Some notes are added in the code and in the documention of the settings,
so please read them.

Besides that, I haven't been unable to create a test case in LLVM style, but
I've found an anomaly in the thread #12 of the trace
72533820-3eb8-4465-b8e4-4e6bf0ccca99 at Meta. We have to figure out how to
artificially create traces with this kind of anomalies in LLVM style.

With this change, that anomalous thread now shows:

(lldb)thread trace dump instructions 12 -e -i 23101

thread #12: tid = 8
    ...missing instructions
    23101: (error) anomalous trace: possible infinite loop detected of size 2
  vmlinux-5.12.0-0_fbk8_clang_6656_gc85768aa64da`panic_smp_self_stop + 5 [inlined] rep_nop at processor.h:13:2
    23100: 0xffffffff81342785    pause
  vmlinux-5.12.0-0_fbk8_clang_6656_gc85768aa64da`panic_smp_self_stop + 7 at panic.c:87:2
    23099: 0xffffffff81342787    jmp    0xffffffff81342785        ; <+5> [inlined] rep_nop at processor.h:13:2
  vmlinux-5.12.0-0_fbk8_clang_6656_gc85768aa64da`panic_smp_self_stop + 5 [inlined] rep_nop at processor.h:13:2
    23098: 0xffffffff81342785    pause
  vmlinux-5.12.0-0_fbk8_clang_6656_gc85768aa64da`panic_smp_self_stop + 7 at panic.c:87:2
    23097: 0xffffffff81342787    jmp    0xffffffff81342785        ; <+5> [inlined] rep_nop at processor.h:13:2
  vmlinux-5.12.0-0_fbk8_clang_6656_gc85768aa64da`panic_smp_self_stop + 5 [inlined] rep_nop at processor.h:13:2
    23096: 0xffffffff81342785    pause
  vmlinux-5.12.0-0_fbk8_clang_6656_gc85768aa64da`panic_smp_self_stop + 7 at panic.c:87:2
    23095: 0xffffffff81342787    jmp    0xffffffff81342785        ; <+5> [inlined] rep_nop at processor.h:13:2

It used to be in an infinite loop where the decoder never stopped.
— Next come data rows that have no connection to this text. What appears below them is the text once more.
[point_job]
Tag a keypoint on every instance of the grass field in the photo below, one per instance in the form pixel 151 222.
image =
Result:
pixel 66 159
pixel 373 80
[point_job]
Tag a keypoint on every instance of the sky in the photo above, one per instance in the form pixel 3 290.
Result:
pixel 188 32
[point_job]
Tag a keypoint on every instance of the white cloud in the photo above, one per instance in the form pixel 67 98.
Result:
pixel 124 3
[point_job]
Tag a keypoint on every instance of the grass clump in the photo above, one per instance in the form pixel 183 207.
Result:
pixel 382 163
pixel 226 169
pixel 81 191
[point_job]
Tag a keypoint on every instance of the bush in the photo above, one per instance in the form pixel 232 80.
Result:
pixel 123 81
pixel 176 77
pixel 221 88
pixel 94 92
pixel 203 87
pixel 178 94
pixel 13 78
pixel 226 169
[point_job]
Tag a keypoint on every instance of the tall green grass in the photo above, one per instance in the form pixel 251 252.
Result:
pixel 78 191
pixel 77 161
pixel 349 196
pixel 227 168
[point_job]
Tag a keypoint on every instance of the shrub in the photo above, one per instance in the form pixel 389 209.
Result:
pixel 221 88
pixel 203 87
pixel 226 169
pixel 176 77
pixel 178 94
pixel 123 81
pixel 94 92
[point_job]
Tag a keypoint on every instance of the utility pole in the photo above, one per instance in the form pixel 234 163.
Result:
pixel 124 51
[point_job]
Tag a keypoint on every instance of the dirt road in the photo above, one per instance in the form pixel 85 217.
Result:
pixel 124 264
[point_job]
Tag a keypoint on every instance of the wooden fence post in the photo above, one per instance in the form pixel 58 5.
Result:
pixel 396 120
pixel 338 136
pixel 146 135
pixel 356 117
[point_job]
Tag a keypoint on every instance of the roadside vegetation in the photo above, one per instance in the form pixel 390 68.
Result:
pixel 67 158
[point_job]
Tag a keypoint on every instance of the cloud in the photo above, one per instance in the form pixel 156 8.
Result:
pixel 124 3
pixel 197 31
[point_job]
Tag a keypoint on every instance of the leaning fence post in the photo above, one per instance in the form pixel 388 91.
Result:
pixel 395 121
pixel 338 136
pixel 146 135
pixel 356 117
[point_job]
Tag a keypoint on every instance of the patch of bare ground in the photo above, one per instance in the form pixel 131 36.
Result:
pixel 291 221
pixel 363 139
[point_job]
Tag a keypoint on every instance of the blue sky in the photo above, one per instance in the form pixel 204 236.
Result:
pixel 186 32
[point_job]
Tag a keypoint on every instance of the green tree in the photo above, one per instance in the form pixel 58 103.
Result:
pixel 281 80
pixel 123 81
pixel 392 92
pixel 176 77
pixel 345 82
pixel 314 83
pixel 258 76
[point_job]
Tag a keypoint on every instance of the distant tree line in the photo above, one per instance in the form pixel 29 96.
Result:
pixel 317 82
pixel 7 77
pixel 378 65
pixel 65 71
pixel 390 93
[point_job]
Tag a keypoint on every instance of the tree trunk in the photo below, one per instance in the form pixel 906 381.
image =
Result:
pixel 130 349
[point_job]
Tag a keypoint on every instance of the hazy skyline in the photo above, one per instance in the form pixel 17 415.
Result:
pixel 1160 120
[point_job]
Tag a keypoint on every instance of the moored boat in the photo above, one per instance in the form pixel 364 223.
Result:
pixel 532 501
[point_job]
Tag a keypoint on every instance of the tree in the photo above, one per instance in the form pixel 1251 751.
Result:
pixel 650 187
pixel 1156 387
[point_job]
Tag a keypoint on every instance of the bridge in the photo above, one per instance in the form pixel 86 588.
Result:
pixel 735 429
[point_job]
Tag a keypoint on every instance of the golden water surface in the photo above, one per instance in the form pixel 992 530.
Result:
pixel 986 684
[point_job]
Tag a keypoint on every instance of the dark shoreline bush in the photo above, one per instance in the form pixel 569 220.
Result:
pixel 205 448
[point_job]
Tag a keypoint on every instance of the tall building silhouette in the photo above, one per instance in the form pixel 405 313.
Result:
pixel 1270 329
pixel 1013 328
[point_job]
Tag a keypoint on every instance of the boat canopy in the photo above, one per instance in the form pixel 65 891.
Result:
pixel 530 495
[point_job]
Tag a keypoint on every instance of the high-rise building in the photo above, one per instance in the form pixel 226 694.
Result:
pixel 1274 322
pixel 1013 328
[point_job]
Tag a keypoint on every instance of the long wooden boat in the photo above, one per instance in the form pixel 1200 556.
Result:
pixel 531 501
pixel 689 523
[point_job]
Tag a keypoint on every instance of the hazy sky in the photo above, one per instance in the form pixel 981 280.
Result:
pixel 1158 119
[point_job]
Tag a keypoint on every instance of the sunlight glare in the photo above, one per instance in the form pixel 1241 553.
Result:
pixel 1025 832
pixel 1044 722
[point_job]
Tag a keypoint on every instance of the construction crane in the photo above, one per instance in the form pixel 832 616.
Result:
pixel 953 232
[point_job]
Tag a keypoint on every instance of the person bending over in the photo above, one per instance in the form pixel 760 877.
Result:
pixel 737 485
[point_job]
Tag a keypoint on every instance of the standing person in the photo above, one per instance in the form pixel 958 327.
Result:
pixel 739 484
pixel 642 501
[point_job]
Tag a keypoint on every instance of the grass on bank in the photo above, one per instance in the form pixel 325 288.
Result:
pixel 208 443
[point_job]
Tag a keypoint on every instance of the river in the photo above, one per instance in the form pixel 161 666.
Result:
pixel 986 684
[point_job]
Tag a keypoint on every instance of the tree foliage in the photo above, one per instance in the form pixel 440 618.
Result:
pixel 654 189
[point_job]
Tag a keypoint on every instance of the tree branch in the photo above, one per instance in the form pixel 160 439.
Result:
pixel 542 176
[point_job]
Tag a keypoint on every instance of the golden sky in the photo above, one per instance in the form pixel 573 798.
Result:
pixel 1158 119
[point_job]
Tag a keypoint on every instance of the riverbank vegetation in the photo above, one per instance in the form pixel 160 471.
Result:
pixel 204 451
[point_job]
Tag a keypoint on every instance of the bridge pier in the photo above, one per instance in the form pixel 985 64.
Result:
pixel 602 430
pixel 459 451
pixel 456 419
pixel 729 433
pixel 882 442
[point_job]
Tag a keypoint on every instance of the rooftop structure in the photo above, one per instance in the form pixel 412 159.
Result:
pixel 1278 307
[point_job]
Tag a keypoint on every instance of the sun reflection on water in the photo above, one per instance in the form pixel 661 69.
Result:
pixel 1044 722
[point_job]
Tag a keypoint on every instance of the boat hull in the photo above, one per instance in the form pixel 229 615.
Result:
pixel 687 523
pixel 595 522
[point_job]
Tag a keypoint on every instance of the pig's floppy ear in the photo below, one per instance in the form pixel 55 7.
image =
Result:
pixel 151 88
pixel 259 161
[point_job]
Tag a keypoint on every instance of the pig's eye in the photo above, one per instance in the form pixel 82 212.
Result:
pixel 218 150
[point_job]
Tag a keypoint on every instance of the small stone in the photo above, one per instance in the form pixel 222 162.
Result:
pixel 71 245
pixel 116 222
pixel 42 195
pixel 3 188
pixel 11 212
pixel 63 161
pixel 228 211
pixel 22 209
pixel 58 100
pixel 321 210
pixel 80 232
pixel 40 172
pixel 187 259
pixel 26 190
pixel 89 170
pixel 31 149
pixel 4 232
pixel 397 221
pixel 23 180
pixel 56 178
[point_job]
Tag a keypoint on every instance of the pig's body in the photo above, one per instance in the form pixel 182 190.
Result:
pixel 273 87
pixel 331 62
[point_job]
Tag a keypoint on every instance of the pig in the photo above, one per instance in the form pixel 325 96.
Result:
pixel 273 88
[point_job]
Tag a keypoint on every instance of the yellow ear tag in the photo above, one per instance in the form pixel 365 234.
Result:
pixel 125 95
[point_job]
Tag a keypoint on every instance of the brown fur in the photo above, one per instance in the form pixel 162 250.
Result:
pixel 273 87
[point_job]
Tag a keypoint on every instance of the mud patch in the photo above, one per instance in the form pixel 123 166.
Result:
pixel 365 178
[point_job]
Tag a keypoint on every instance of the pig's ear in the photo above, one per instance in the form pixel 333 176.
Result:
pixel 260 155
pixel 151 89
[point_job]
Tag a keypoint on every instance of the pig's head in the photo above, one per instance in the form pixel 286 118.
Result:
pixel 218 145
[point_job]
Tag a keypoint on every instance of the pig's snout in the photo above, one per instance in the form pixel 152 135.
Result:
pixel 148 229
Besides that, the dump info command shows

(lldb) thread trace dump info 12

 Errors:
    Number of individual errors: 32
      Number of fatal errors: 1
      Number of other errors: 31

and in json format

(lldb) thread trace dump info 12 -j

 "errors": {
      "totalCount": 32,
      "libiptErrors": {},
      "fatalErrors": 1,
      "otherErrors": 31
    }

Diff Detail

Event Timeline

wallace created this revision.Oct 23 2022, 10:44 AM
Herald added a project: Restricted Project. · View Herald TranscriptOct 23 2022, 10:44 AM
wallace requested review of this revision.Oct 23 2022, 10:44 AM
Herald added a project: Restricted Project. · View Herald TranscriptOct 23 2022, 10:44 AM
wallace updated this revision to Diff 470047.Oct 23 2022, 10:00 PM
wallace edited the summary of this revision. (Show Details)

.

jj10306 requested changes to this revision.Oct 24 2022, 5:02 PM

looks good overall, mainly some questions and a few nits

lldb/source/Plugins/Trace/intel-pt/DecodedThread.h
123–129
135

nice, I was about to add this as part of my diff (:

lldb/source/Plugins/Trace/intel-pt/LibiptDecoder.cpp
206

can you explain why we are increasing the threshold?

235–241

if you move the --item_index in prev_insn_index lambda, would that allow you to remove this duplicated eTraceItemKindInstruction check and instead unconditionally call prev_insn_index?
or would this not work because the intention of the lamda is to skip the current event even if it's already an instruction

281

help me understand this please. I thought pt_insn_get_offset would always return a new, increasing offset every time this function is called.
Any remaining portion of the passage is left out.